Mark Coddington dell’ University of Texas ad Austin ha condotto la ricerca: “Building Frames Link by Link: The Linking Practices of Blogs and News Sites”.
Lo studio, come lascia intuire il titolo, ha preso in esame l’utilizzo, in termini di frequenza e modalità, dell’ipertesto da parte dei siti d’informazione, dei blog e di quelli che Coddington chiama ““j-bloggers”, acronimo di journalist-bloggers, giornalisti che tengono un blog all’interno dei siti dei quotidiani per i quali lavorano.
Per quanto riguarda le testate giornalistiche sono stati analizzati i siti di: «The New York Times», «The Washington Post», «The Wall Street Journal», «CNN», «ABC News» e «TIME» magazine. Sia per queste testate che per le altre due tipologie prese in considerazione sono stati selezionati random, casualmente, 5 articoli per un totale di 6474 delle tre categorie analizzate. L’analisi quantitativa è stata integrata da una parte qualitativa grazie ad interviste di persona a giornalisti e bloggers con un questionario semi strutturato.
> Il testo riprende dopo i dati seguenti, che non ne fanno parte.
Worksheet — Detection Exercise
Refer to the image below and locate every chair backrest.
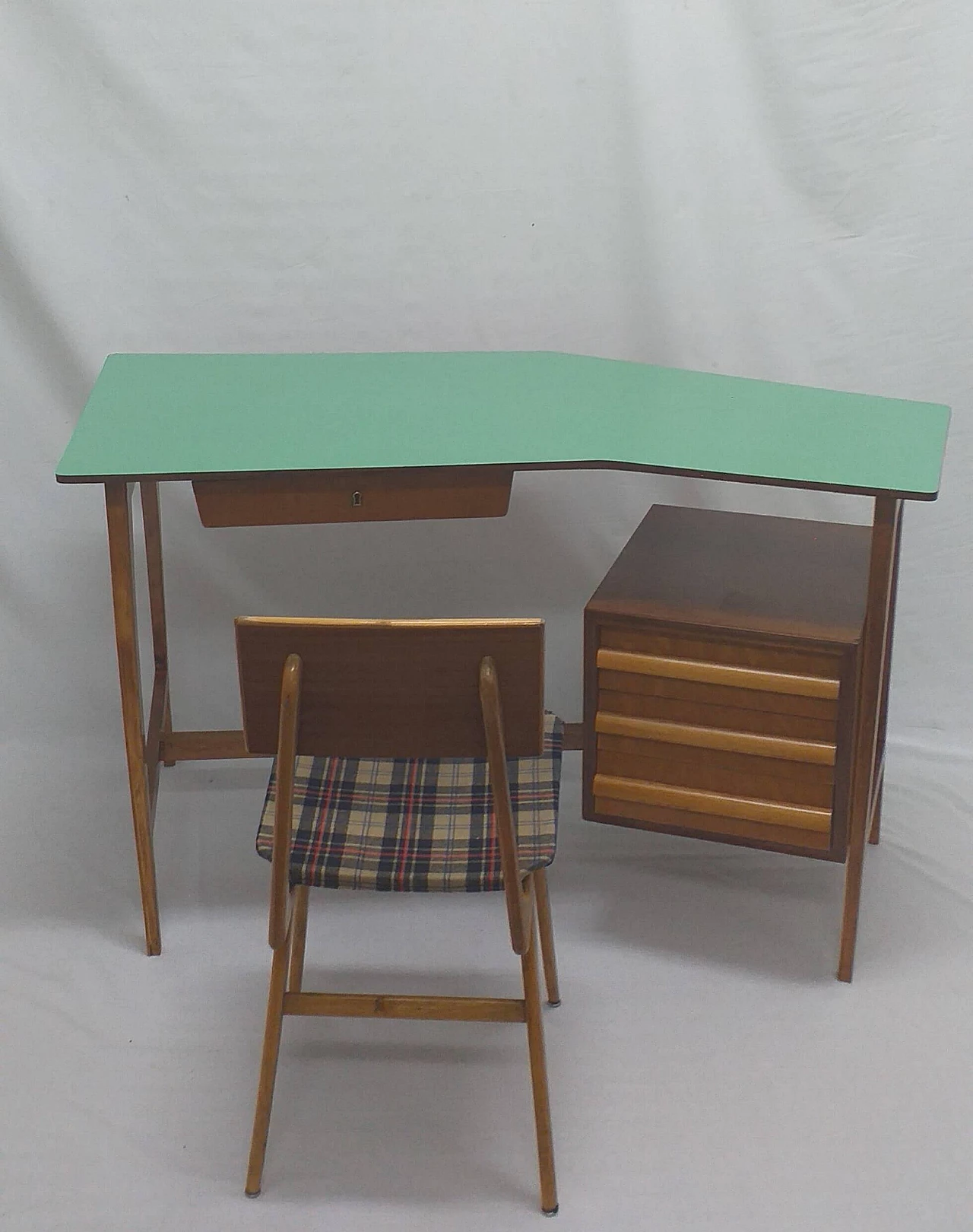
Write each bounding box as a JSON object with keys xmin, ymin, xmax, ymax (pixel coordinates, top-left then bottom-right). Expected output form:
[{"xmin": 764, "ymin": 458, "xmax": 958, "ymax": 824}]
[{"xmin": 235, "ymin": 616, "xmax": 544, "ymax": 757}]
Come mostra la tabella di sintesi dei risultati sottoriportata, i mainstream media sono quelli che più di tutti non utilizzano i link per l’arricchimento dell’informazione e per la citazione delle fonti. Soprattutto emerge come nel 91% dei casi quando viene inserito uno o più links all’interno dell’articolo rimandi ad una fonte interna.
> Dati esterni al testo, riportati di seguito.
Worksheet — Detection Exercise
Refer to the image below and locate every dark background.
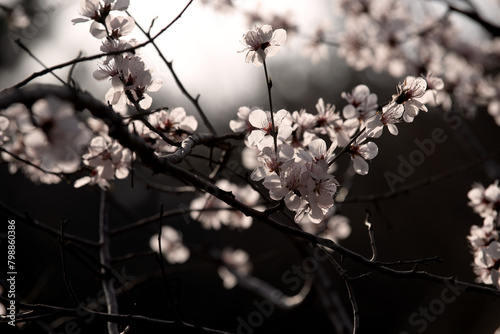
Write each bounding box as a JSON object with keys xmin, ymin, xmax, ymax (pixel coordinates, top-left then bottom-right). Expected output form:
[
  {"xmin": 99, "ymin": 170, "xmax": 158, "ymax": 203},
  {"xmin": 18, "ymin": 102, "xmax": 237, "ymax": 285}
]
[{"xmin": 0, "ymin": 0, "xmax": 500, "ymax": 334}]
Un’autoreferenzialità, già emersa dalle prevalenti modalità di utilizzo dei social media da parte del comparto dei media, che conferma la grande distanza che, salvo rarissime eccezioni, separa ancora la teorizzazione di buone pratiche dalla messa in atto effettiva delle stesse.
Giornali in affanno, concentrati prevalentemente sulle perversioni dell’effetto auditel che omettono o almeno trascurano, citazione delle fonti, apertura e socialità dell’informazione. Scelte che si autodefiniscono, in ogni senso.